Appelmoes wordt voornamelijk gegeten als bijgerecht of dessert. Het product bevat te weinig vitaminen en mineralen om groente te kunnen vervangen.
Productie appelmoes
Mengen
Aangezien er in het verloop van het jaar verschillende appelrassen gebruikt worden voor de verwerking tot appelmoes, zullen de kwaliteiten van deze rassen zo gecombineerd moeten worden, zodat steeds een acceptabele appelmoes wordt verkregen van een constante kwaliteit.
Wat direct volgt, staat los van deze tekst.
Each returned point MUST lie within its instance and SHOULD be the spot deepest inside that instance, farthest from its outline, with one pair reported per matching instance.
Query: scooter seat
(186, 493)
Hierbij zal naar de kleur, het zuurgehalte en de kwaliteit van de appels gekeken worden. Onrijpe of alleen maar groene appels geven een te zure en te groene appelmoes. Het gebruik van alleen maar rode appelrassen geeft juist weer een te rode appelmoes. Door de appels in een bepaalde mengverhouding op een transportband te storten, die naar een trommelwasser leidt, wordt een zo constant mogelijke kwaliteit verkregen.
Wassen
In de trommelwasser, dit is een roterende cilindervormige wasser met een geperforeerde wand, worden van de appels verwijderd vuil, bladresten, bestrijdingsmiddelen en rotte plekken. De sproeiers in de trommelwasser moeten een voldoende hoge waterdruk hebben. Bovendien moet de trommel goed gevuld zijn met appels en borstels bevatten, zodat de appels optimaal gereinigd worden. Doordat de trommels schuin zijn geplaatst, verplaatsen de appels zich langzaam van het hoogste naar het laagste punt, waar de appels uit de wasser worden opgevangen op een transportband. Na het wassen worden met behulp van een rollenleesband nog aanwezige rotte appels en ongewenste delen verwijderd.
Snijden
Om enzymatische bruinkleuring te voorkomen, moeten de hiervoor verantwoordelijke enzymen worden afgebroken tijdens het blancheren. De appels worden daarom voor het blancheren versnipperd om in de gehele appel zo snel mogelijk deze hoge temperatuur te bereiken en het stoomverbruik te beperken. Deze snijmachine wordt over het algemeen boven de opening van het stoomkanon geplaatst.
Blancheren
In een stoomkanon, een roestvrijstalen buis waarin een transportschroef draait, wordt via perforaties in de wand stoom in de versnipperde appels geïnjecteerd. Doordat het stoomkanon in een schuine stand wordt geplaatst en het condensvocht slechts gedeeltelijk wordt afgevoerd werkt het eerste deel als een waterblancheur en het tweede deel als stoomblancheur. Met de stoomhoeveelheid en verblijftijd in het stoomkanon kan, ondanks de variatie aan appelsoorten, steeds de juiste garing worden verkregen. Te gare appels geven een te zalvige appelmoes en ongare appels geven een te groot productverlies tijdens het passeren. Door het aftappen van vrijkomend condensvocht kan men de dikte van de appelmoes regelen. Het afgetapte condensvocht kan eventueel worden verwerkt tot appelsapconcentraat.
Passeren
Tijdens het passeren worden de appels vermalen tot moes, waardoor pectine vrijkomt die de gewenste consistentie aan de appelmoes geeft, en worden schillen, pitten en klokhuizen afgescheiden. Dit gebeurt in één of in twee in serie geplaatste passeermachines. In de cilinder van de passeermachine worden de gegaarde appels met behulp van 2 tot 4 slaglijsten door de in de wand aanwezige zeefopeningen van 0,6 tot 1,0 mm geperst. Te grote openingen geven een slechte afscheiding en te fijne een te zalvige appelmoes. Bij het gebruik van twee passeermachines heeft de tweede machine fijnere zeefopeningen.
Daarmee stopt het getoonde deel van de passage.